I dont have inotifywait or when-changed or any similar stuff installed and I dont have the rights to do so (and dont even want to as I would like this script to be working universally).
Any suggestions?
What I tried:
LTIME='stat -c %Z test2.dat'
while true
do
ATIME='stat -c %Z test2.dat'
if [[ "$ATIME" != "$LTIME" ]]
then
grep -i "15 RT" test2.dat > test_grep2.txt
LTIME=$ATIME
fi
sleep 5
done
but that doesn't do basically anything.
Upvotes: 2
Views: 357
Reputation: 85780
Your syntax for command-substitution is wrong. If you are expecting the command to run within the quotes you are wrong. The command-substitution syntax in bash is to do $(cmd)
Also by doing [[ "$ATIME" != "$LTIME" ]]
you are doing a literal string comparison which will never work. Once you store LTIME=$ATIME
the subsequent comparison of the strings will never be right.
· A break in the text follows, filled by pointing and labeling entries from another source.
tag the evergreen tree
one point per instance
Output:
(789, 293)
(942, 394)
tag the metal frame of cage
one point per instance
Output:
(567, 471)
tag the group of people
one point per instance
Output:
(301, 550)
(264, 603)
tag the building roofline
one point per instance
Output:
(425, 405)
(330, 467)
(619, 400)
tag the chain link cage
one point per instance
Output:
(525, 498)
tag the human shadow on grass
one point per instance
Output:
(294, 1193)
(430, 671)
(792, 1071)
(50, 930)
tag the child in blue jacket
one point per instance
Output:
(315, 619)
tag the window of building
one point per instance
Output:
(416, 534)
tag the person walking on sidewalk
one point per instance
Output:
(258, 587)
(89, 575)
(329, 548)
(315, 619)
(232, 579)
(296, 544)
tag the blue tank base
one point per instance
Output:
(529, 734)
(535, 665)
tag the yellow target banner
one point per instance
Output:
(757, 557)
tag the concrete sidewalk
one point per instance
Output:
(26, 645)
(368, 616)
The appropriate syntax for your script should have been,
#!/bin/bash
LTIME=$(stat -c %Z test2.dat)
while true
do
ATIME=$(stat -c %Z test2.dat)
if [[ "$ATIME" != "$LTIME" ]]
then
grep -i "15 RT" test2.dat > test_grep2.txt
LTIME="$ATIME"
fi
sleep 5
done
I would recommend using lower-case letters for variable definitions in bash
, just re-used your template in the example above.